Diagnosis accuracy estimation component 312 calculates the
diagnosis prediction accuracy of rule-based reasoning diagnosis
component 308 and machine learning diagnosis component 310.
Diagnosis accuracy estimation component 312 uses a cross-validation
technique to calculate the client system component failure
diagnosis prediction accuracy. The basic idea is to set aside some
fraction of historical diagnosis data stored in historical
diagnosis database 306 and use the set of historical diagnosis data
to test the prediction performance of a diagnosis component. In a
client system component failure root cause prediction problem, a
diagnosis component is usually given a dataset of known data (i.e.,
training dataset) on which training is run and a dataset of unknown
data (i.e., testing dataset) against which the diagnosis component
is tested. That is, suppose the unknown fraction of historical
client system component failure cases has not been solved, the
diagnosis component will give the prediction of the most probable
root causes according to their symptoms.
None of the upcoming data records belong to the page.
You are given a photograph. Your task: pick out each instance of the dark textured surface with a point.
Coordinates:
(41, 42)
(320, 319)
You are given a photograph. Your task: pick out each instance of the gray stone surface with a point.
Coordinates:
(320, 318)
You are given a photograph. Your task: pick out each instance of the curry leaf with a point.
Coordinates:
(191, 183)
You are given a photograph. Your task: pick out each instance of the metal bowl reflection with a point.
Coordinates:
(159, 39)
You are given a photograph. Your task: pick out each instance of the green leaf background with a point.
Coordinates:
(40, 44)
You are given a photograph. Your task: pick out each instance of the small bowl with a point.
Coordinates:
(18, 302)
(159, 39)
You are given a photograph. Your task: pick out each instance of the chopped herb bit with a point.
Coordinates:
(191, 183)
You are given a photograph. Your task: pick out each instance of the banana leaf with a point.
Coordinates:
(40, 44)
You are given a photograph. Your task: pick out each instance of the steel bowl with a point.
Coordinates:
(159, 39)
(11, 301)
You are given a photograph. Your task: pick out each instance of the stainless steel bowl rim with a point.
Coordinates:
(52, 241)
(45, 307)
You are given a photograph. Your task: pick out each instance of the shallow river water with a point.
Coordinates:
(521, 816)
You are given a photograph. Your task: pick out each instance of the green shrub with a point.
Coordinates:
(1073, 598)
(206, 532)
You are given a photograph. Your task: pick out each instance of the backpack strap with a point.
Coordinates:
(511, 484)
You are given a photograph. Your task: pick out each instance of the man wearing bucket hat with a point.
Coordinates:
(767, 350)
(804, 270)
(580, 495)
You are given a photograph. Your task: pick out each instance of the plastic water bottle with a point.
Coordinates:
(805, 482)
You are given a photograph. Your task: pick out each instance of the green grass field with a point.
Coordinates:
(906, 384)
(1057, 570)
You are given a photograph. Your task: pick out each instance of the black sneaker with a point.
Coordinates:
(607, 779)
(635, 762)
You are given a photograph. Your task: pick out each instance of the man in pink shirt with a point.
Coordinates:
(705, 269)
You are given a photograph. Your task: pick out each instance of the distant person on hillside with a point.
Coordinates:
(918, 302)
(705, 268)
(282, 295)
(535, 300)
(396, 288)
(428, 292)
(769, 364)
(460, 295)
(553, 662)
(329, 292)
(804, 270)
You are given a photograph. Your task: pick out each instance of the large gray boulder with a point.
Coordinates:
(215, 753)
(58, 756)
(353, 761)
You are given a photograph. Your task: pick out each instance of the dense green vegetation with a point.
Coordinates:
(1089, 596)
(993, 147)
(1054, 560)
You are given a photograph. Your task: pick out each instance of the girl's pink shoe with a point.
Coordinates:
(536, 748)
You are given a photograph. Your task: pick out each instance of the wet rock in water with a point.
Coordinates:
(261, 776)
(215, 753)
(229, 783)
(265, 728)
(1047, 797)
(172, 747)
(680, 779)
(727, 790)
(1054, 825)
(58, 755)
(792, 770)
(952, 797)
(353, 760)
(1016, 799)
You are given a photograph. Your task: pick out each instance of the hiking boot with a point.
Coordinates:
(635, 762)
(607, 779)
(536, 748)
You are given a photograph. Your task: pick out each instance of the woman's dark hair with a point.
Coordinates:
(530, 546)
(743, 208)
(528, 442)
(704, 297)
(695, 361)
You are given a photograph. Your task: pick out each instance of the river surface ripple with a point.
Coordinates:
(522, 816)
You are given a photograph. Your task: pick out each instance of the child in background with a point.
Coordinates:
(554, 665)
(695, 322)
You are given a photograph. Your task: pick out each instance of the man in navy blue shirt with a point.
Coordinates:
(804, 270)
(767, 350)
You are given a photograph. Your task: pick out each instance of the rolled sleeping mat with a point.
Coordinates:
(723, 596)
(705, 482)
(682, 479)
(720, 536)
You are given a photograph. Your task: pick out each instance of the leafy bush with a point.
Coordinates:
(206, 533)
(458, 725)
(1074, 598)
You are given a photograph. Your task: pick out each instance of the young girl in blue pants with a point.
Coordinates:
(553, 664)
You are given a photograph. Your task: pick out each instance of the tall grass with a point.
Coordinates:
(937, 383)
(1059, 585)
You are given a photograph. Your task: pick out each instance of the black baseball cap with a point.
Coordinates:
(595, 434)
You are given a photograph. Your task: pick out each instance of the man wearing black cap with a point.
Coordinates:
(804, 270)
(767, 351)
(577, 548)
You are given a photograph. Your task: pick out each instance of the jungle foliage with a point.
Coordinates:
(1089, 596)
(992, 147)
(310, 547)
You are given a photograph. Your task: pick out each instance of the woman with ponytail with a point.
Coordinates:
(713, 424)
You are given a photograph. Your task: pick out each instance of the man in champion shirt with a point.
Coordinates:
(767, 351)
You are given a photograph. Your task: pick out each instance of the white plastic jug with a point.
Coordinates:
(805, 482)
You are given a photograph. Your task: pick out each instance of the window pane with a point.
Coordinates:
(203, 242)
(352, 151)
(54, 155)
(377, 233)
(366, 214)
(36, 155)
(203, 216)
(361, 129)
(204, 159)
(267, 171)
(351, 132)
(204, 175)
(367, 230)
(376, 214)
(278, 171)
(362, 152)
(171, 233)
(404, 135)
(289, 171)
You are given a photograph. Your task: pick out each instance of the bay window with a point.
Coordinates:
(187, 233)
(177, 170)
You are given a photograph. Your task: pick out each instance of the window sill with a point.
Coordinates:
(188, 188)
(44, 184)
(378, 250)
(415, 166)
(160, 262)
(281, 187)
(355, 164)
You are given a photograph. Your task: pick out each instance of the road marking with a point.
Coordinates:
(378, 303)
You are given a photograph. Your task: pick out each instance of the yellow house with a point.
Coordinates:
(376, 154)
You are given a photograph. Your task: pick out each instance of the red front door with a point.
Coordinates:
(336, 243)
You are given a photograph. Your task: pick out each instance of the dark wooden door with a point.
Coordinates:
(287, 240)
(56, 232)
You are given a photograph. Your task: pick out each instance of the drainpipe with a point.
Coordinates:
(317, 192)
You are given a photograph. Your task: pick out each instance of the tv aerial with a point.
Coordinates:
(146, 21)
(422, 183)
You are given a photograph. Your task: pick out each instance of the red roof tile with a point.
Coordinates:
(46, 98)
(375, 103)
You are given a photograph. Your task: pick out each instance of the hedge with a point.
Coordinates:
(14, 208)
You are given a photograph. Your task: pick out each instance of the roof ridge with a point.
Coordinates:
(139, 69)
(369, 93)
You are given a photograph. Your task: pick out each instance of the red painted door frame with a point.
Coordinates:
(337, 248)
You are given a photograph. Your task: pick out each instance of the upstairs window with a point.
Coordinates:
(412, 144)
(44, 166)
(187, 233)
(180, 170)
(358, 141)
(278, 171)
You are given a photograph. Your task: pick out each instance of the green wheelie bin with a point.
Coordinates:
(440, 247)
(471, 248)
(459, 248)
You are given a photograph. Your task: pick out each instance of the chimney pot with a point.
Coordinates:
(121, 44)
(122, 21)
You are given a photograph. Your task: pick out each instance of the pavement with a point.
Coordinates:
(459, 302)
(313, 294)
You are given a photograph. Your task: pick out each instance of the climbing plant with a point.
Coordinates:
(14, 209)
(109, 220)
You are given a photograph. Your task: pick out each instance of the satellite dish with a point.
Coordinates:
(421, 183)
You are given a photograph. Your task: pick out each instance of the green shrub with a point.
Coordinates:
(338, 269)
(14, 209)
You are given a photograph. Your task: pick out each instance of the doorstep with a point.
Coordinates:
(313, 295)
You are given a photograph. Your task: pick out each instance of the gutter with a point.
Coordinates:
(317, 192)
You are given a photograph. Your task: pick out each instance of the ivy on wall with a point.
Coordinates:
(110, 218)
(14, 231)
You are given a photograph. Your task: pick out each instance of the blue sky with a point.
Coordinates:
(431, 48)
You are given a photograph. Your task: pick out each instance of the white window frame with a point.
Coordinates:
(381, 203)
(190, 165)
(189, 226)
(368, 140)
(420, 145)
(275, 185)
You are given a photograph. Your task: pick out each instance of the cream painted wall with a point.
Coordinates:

Diagnosis accuracy
estimation component 312 compares the prediction result (i.e., the
root cause with highest confidence level) of the diagnosis
component with the actual root cause result for this fraction of
historical data, which is saved in historical diagnosis database
306. If most of the comparisons indicate confliction, then
diagnosis accuracy estimation component 312 determines that the
diagnosis accuracy of that particular diagnosis component is not
good. On the contrary, if most of the comparisons indicate
conformity, then diagnosis accuracy estimation component 312
determines that the diagnosis accuracy of that particular diagnosis
component is good.
A typical implementation of cross-validation technique is a K-fold
approach, which means k number of experiments is performed, each
time setting aside a different 1/k dataset of the total historical
diagnosis data to test on. By combining the results from the k
number of experiments, diagnosis accuracy estimation component 312
estimates the diagnosis accuracy as the percentage of correct
failure diagnosis over the total number of failure diagnoses.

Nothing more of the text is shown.